In terms of retention, most businesses have no strategy in place. Supply chain roles are infamous for long hours, tough working conditions and isolated shifts. Management struggles to connect with employees one-on-one when teams are large and scattered across regions. As a result, if a worker is struggling, leadership is often in the dark and retention suffers.
WorkStep’s HIRE solution was created so workers could be easily and quickly matched to job postings that fit their specific interests and skills. Both applicants and workplaces have more power over who or what is a match and can skip meaningless interviews that lead to little return. It’s fast, effective and cost-efficient – unlike tempt agencies or job boards.
Once the right candidate is hired, WorkStep’s RETAIN enables businesses to continuously collect their anonymous feedback on pain points, challenges and goals. Management is then able to drive change, create a better employee experience and ultimately, boost retention. RETAIN also alerts managers when it’s time to check in with an employee at certain milestones. This creates better communication and engagement that leads to higher productivity and satisfaction.
What KPIs did you use to measure success for this project? (For example: performance, customer satisfaction, revenue, sales or relevant financial gains?)
Based on customer data, RETAIN has helped supply chain companies decrease their employee turnover by up to 36%. Its retention-based payment model is a testament to its commitment to long-term hires.
After implementing RETAIN, NFI, a major logistics company, saw a 36% decrease in new hire turnover in the first month of employment, an 18% decrease in overall turnover and a 2% increase in new hire satisfaction. Thanks to WorkStep, the company has streamlined HR processes, and now has the time and data available to invest in other initiatives. RETAIN also allowed Pepsi, the major beverage distributor, to decrease new hire turnover by 29%.
WorkStep goes beyond retention as well. For example, its solution HIRE was used by grocery giant Kroger, which saw 10 direct hires placed per facility after implementation. Over time, Kroger experienced two times as many on-site interviews and began sourcing 100% of its non-exempt roles through WorkStep. After seeing the value of WorkStep, Kroger expanded its technology to distribution centers in additional regions, as well as its dairy and bakery manufacturing facilities. This solution was also implemented by WestRock, an American corrugated packaging company, and helped the company retain 82% of new workers hired using HIRE.
Last year, HIRE facilitated over 600,000 supply chain job applications and crossed the 1 million user mark.
What advice do you have for those who may want to implement this innovative approach in their own organizations?
My advice to companies looking to reduce turnover is to stop making assumptions about their workforce. Management assumes people quit solely because of pay and scheduling. By implementing RETAIN, they're able to see that isn't usually the case. In fact, our data finds that lack of career growth is the #1 reason for turnover quarter after quarter. With this insight, management can drive change where it will actually make a difference – such as holding more opportunities for professional development.

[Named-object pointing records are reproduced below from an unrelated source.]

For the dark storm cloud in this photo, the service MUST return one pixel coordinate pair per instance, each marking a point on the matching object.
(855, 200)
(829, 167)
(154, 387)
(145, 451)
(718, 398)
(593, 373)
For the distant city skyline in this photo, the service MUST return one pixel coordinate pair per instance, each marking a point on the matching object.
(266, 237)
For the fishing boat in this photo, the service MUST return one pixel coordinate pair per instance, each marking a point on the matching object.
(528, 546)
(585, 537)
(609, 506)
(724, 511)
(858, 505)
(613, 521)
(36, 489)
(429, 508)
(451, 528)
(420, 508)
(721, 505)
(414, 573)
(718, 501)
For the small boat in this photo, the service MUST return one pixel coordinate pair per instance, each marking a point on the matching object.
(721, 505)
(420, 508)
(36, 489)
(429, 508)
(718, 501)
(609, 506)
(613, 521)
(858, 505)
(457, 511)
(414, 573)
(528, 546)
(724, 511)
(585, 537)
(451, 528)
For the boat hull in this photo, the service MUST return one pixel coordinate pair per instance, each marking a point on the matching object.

Most importantly, however, companies must act on the feedback collected through surveys. A recent WorkStep survey showed that upwards of 70% of workers feel like management isn’t listening. Collecting data is only the first step. Action is absolutely critical.
What factors do you think are the most important to consider when innovating supplier performance?
The biggest thing I’ve learned from our RETAIN data is that hourly workers aren’t just looking for jobs – they want meaningful careers. They prioritize professional development, opportunities for growth, and personalized career paths. A simple pay raise isn’t enough to make them stay.
There’s a stigma that warehouse workers, truck drivers, and other supply chain employees are looking to clock in, clock out, cash their check and go home. That’s not the case – and making those assumptions are dangerous to the health of your organization. To improve retention, businesses need to get to the real root of turnover. The only way to do so is to ask employees themselves.